Having made his early career in France, specialising in the notoriously difficult management of budgets for exploration and production projects, he moved offshore in 1990 when he was put in charge of financial operations in the Middle East, one of the energy giant’s most profitable outposts. Within a few years he was promoted to general manager Middle East before moving back to Paris to take charge of the exploration and production after the merger with Elf and Fina. The top job came his way in 2007, just before the industry was hit by the biggest turmoil in a quarter century, and most analysts say he’s hardly put a foot wrong. When oil approached $120 a barrel, his experience in finance told him this couldn’t last and Total used the revenue to reduce debt rather than, as many consultants and fund managers suggested, buy back shares.

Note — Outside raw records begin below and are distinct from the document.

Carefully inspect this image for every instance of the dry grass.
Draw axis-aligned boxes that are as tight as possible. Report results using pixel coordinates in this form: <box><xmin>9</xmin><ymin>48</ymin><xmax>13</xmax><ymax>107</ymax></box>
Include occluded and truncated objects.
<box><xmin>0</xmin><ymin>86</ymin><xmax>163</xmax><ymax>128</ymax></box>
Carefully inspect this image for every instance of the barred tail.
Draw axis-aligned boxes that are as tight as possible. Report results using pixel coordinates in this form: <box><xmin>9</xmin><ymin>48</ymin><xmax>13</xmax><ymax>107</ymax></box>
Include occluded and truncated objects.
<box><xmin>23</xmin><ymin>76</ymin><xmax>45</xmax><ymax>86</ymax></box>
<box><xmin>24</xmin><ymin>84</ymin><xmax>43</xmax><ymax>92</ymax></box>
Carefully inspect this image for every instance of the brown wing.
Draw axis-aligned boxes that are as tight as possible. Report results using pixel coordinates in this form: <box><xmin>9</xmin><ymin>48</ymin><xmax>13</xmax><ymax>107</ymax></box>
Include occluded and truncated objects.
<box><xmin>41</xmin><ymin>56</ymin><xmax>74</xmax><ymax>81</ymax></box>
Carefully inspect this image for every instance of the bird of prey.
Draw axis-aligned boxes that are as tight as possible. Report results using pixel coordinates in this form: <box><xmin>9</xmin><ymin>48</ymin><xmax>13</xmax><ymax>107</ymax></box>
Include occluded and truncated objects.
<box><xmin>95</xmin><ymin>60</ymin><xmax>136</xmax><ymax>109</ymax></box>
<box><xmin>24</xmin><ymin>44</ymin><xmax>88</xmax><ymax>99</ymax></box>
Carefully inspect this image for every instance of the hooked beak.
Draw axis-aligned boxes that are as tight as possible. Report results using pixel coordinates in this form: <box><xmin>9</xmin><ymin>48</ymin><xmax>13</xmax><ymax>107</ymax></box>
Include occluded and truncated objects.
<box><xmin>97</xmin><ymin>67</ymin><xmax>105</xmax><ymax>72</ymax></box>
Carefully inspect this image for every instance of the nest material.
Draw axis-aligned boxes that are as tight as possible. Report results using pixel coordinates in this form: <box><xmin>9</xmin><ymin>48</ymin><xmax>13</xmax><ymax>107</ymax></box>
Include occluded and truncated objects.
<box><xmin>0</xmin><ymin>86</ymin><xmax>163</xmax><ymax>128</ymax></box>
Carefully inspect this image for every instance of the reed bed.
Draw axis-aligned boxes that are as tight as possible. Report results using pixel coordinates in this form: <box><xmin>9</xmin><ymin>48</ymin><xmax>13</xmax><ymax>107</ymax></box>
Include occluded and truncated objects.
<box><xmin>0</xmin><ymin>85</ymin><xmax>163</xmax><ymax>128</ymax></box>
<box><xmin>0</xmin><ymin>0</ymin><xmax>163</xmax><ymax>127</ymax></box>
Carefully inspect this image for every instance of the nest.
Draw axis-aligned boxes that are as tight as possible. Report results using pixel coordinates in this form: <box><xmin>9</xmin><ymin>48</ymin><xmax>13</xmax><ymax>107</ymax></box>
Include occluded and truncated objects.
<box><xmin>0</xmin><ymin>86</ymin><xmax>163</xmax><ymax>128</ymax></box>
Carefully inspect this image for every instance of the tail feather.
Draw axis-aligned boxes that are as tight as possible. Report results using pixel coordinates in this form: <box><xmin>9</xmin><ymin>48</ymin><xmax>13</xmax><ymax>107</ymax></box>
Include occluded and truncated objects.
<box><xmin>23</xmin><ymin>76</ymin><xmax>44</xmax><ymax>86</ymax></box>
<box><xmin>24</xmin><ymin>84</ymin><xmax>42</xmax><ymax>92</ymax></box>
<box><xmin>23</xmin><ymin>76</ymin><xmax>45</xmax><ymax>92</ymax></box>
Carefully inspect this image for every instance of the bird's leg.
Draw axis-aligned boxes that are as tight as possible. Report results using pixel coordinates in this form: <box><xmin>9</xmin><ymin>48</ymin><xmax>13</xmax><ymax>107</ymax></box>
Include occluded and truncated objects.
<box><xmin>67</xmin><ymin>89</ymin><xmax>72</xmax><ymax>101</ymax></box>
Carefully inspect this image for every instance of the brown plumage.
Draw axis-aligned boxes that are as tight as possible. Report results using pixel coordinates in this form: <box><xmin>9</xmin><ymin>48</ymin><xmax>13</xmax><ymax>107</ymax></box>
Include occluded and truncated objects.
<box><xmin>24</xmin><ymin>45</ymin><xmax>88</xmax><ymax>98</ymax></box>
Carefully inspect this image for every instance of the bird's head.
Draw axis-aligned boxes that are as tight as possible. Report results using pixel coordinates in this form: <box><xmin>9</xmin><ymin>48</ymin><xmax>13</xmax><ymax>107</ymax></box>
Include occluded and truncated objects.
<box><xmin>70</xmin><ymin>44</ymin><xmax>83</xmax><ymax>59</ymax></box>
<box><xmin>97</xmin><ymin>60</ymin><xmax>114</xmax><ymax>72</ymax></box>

The timing was impeccable. “We moved three or four months earlier than we might have,” he recalls. The result is that Total, having paid back $2.7bn in debt, is cash-rich and in a good position to invest in revenue-boosting assets. Indeed the company ended 2008 with a debt to equity ratio of below 23 percent. “So we have a fairly solid financial structure and a stronger balance sheet to weather the crisis,” the CEO told the house magazine earlier this year. Indeed Total will have invested some €14bn [$21bn] over 2009, exactly the same amount it booked in profits the previous year.
Like his rigorously-researched views on other aspects of the fraught energy issues of the day, de Margerie is equally firm about the importance of ensuring stable supplies of energy. He does not, for instance, apologise for telling governments not to plunge into alternative sources of energy at the risk of existing pipelines. As he half-joked recently about the danger of UK and other governments failing to provide adequate financial encouragements to preserve those pipelines, “I hope you have a lot of candles.”

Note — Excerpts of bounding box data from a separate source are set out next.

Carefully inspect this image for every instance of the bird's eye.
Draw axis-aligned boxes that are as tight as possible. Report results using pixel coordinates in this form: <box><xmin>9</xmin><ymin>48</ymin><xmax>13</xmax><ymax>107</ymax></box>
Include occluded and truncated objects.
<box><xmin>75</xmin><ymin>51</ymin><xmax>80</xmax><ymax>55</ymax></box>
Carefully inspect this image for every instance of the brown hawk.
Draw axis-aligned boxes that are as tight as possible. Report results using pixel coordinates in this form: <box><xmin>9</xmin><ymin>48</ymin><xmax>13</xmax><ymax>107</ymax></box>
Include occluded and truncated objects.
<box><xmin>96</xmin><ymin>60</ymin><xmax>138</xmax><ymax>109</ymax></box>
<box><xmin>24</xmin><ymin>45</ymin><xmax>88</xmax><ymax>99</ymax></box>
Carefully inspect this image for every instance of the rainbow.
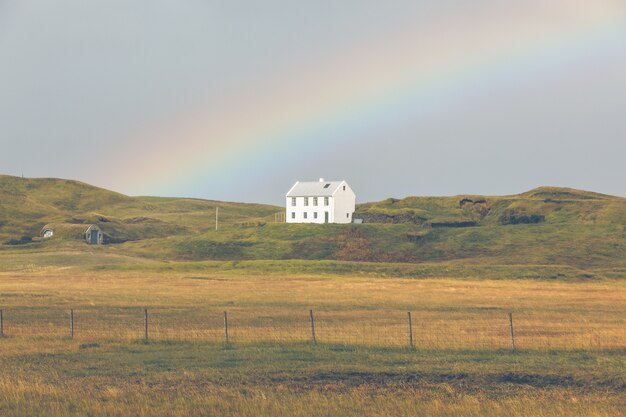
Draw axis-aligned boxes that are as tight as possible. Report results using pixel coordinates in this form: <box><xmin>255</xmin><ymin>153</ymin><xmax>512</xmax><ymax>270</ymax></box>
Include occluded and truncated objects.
<box><xmin>109</xmin><ymin>2</ymin><xmax>626</xmax><ymax>196</ymax></box>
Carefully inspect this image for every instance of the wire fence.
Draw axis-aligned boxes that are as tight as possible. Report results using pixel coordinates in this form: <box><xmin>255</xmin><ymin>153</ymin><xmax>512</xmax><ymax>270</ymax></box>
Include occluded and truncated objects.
<box><xmin>0</xmin><ymin>307</ymin><xmax>626</xmax><ymax>349</ymax></box>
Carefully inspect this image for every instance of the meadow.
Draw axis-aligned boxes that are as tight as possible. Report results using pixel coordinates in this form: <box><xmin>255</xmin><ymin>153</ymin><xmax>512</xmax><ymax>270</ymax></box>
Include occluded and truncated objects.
<box><xmin>0</xmin><ymin>253</ymin><xmax>626</xmax><ymax>416</ymax></box>
<box><xmin>0</xmin><ymin>176</ymin><xmax>626</xmax><ymax>417</ymax></box>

This doesn’t mean he’s cold on on alternative energies. Far from it, Total has hundreds of programmes running on photovoltaic solar power and non-food biomass because the boss believes in them. “Our world has reached the stage where we need to draw on all energy sources if we are to meet demand,” he says. And, candid as ever, he predicts one of those energy sources will be nuclear power, already highly developed in France. Once again, his reasons are based on necessity.
“Nuclear power can be an efficient way to meet increasing demand for electricity while also limiting the negative climate change impact of other sources,” he explains. “I am quite aware that nuclear power involves very demanding precautions as regards industrial safety, security and of course acceptability. But the world cannot do without it.” So saying, Total is involved with fellow-French companies GDF Suez and Areva in a bid for a nuclear power plant in Abu Dhabi.
Total’s straight-shooter is a highly moral oilman with a sense of responsibility for the emerging markets where more and more oil is being discovered. Under de Margerie, Total turned its back on the bad old days of establishing refineries in host countries, pumping out the oil, packing up and leaving. For its projects in Nigeria, for instance, Total hired and trained large numbers of local staff as well as building schools and other community-enhancing projects. “If we want to stay, we must prove to the Nigerian people that our projects can boost their economic and social development,” he says.
After all those years in the oil business, de Margerie clearly doesn’t regret forfeiting a possible career in champagne for one in a liquid you can’t drink. Still fascinated by its challenges, complexities and global scale, the boss of Total says the industry “makes my moustache twitch”.